Юноши громко рассмеялись, довольные своей проделкой. Взаимная дружеская поддержка служила им утешением от любых невзгод и потому вместе они не могли долго грустить.

Пиршество во дворце зесара было серьезным испытанием даже для привыкшего к чревоугодию и обильным возлияниям желудка. Оно начиналось во второй половине дня и шло до глубокой ночи.

Сперва рабы омывали стопы гостей и сменяли их уличные одежды на яркие, богатые наряды. Затем под звуки музыки приглашенные следовали в огромный, декорированный гирляндами цветов триклиний[3], где размещались столы, за которыми мужчины могли возлежать группами до девяти человек. В центре зала находились самые почетные места, а вдоль стен расставляли кресла для женщин и гостей незнатного происхождения.
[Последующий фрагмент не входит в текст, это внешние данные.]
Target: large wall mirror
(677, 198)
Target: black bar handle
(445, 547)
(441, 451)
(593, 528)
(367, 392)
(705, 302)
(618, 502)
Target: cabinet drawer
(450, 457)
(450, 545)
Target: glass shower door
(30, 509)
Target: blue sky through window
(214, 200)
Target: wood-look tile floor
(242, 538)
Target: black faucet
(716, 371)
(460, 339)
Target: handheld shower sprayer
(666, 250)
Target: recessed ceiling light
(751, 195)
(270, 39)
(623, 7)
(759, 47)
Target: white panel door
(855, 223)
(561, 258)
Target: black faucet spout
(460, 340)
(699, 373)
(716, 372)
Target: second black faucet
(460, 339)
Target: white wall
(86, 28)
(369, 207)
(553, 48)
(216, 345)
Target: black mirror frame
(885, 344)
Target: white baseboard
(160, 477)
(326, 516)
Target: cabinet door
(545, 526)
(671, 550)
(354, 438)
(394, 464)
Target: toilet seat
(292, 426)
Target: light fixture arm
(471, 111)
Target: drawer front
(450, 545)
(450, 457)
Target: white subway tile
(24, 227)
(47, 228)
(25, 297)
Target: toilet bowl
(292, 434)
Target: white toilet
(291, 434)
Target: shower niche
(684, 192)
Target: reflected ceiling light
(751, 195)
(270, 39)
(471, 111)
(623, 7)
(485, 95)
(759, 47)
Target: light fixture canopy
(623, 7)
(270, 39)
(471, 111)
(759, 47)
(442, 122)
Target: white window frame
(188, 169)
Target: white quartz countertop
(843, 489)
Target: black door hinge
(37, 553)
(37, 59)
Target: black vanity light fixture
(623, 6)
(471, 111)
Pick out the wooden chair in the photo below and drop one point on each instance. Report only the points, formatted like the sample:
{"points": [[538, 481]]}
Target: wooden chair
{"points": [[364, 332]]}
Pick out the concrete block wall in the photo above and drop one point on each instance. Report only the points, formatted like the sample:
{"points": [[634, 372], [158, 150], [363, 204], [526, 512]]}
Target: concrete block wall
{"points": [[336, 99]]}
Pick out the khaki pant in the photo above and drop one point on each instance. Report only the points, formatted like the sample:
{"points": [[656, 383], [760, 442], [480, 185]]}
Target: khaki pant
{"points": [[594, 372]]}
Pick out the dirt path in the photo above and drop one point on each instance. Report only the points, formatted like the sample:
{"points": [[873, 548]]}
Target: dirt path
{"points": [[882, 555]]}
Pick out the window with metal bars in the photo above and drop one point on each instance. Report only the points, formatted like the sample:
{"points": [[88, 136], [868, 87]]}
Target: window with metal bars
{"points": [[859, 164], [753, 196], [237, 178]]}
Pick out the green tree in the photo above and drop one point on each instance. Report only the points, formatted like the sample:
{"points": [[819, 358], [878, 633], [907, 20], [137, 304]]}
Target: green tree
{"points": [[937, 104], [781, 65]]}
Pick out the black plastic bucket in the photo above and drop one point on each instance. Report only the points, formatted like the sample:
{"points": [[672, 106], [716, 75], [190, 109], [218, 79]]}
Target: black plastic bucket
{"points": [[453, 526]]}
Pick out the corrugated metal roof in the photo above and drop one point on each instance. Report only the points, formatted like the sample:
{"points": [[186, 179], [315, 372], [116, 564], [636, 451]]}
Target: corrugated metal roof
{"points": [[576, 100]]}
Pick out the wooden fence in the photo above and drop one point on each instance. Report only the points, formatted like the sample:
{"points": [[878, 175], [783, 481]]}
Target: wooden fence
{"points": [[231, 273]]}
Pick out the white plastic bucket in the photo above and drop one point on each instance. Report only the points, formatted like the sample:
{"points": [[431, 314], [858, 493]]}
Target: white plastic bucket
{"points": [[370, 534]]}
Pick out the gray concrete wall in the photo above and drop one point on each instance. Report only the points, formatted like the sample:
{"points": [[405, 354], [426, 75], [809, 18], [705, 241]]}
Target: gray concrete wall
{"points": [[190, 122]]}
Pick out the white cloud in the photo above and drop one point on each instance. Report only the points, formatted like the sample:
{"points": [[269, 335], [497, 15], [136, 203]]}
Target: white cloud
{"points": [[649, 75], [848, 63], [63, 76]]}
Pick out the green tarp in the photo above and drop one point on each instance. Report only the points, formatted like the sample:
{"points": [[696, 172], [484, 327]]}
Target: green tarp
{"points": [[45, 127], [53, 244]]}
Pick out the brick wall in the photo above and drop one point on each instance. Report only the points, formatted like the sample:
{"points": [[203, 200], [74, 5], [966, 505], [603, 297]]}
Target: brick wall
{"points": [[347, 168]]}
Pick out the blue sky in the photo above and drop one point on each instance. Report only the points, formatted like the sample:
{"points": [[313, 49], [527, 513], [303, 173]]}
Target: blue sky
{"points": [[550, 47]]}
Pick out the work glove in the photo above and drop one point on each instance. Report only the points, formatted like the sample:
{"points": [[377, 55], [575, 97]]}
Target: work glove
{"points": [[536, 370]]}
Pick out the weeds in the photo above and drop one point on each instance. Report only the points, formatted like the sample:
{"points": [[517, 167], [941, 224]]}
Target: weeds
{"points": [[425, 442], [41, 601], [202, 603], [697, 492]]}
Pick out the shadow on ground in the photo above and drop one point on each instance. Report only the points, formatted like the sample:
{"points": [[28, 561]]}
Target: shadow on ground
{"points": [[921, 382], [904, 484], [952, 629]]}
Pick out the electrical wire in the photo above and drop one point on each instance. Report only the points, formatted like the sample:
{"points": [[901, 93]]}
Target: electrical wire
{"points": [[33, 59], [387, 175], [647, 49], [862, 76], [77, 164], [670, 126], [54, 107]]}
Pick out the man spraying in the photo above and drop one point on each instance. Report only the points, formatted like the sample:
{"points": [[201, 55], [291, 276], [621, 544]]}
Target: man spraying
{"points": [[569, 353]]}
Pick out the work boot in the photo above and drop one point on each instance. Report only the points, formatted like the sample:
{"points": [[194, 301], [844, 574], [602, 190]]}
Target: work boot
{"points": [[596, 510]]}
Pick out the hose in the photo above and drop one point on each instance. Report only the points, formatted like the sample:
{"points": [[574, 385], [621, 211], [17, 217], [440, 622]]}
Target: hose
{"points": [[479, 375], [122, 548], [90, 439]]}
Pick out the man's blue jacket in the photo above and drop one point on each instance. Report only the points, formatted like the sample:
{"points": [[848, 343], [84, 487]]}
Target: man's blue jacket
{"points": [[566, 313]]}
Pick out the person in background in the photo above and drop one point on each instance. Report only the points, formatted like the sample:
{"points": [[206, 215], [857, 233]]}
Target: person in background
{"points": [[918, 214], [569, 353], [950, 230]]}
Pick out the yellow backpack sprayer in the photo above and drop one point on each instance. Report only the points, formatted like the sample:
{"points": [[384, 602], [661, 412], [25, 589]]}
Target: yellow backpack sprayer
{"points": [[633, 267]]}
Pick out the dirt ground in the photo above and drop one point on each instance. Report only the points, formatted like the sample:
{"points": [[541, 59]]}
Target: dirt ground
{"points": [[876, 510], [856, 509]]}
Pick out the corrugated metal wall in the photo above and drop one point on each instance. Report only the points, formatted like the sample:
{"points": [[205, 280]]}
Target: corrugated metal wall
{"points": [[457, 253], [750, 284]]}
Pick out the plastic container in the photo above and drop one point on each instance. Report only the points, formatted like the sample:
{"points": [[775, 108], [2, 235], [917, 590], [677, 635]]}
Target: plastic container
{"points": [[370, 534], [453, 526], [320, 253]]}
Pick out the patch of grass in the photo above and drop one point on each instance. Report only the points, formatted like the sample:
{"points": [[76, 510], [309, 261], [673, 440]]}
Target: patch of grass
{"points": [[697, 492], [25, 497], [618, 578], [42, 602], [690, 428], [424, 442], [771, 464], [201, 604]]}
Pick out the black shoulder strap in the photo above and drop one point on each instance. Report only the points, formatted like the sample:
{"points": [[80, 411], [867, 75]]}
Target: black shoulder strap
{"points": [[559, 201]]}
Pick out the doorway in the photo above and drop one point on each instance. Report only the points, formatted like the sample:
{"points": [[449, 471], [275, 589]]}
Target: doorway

Начиналось торжество с выноса закусок, предназначенных возбуждать аппетит. Это были всевозможные салаты, яйца домашних и диких птиц, печеные овощи, грибы, устрицы и прочие угощения.

После вознесения благодарственной молитвы богам, пирующие неторопливо приступали к трапезе, шумно обсуждая друг с другом различные темы.

В это время на кухне готовились подавать основные блюда: свиное и телячье мясо, морскую и речную рыбу, крупную лесную и пернатую дичь.

По особому указанию Клавдия, в столице женщинам не дозволялось пить вино и им приносили сладкие медовые напитки. Провинциалки, избалованные разнообразными сортами из выжимок и изюма, не спешили перенимать моду на трезвость, хотя повсеместно считалось хорошим тоном после пира дойти до дома самостоятельно, не прибегая к чьей-либо помощи. Неспособных это сделать жестоко высмеивали, именуя беспутными пьяницами. Чтобы сберечь репутацию, мужчины разбавляли вино водой более чем на треть и умышленно вызывали рвоту с помощью павлиньих перьев.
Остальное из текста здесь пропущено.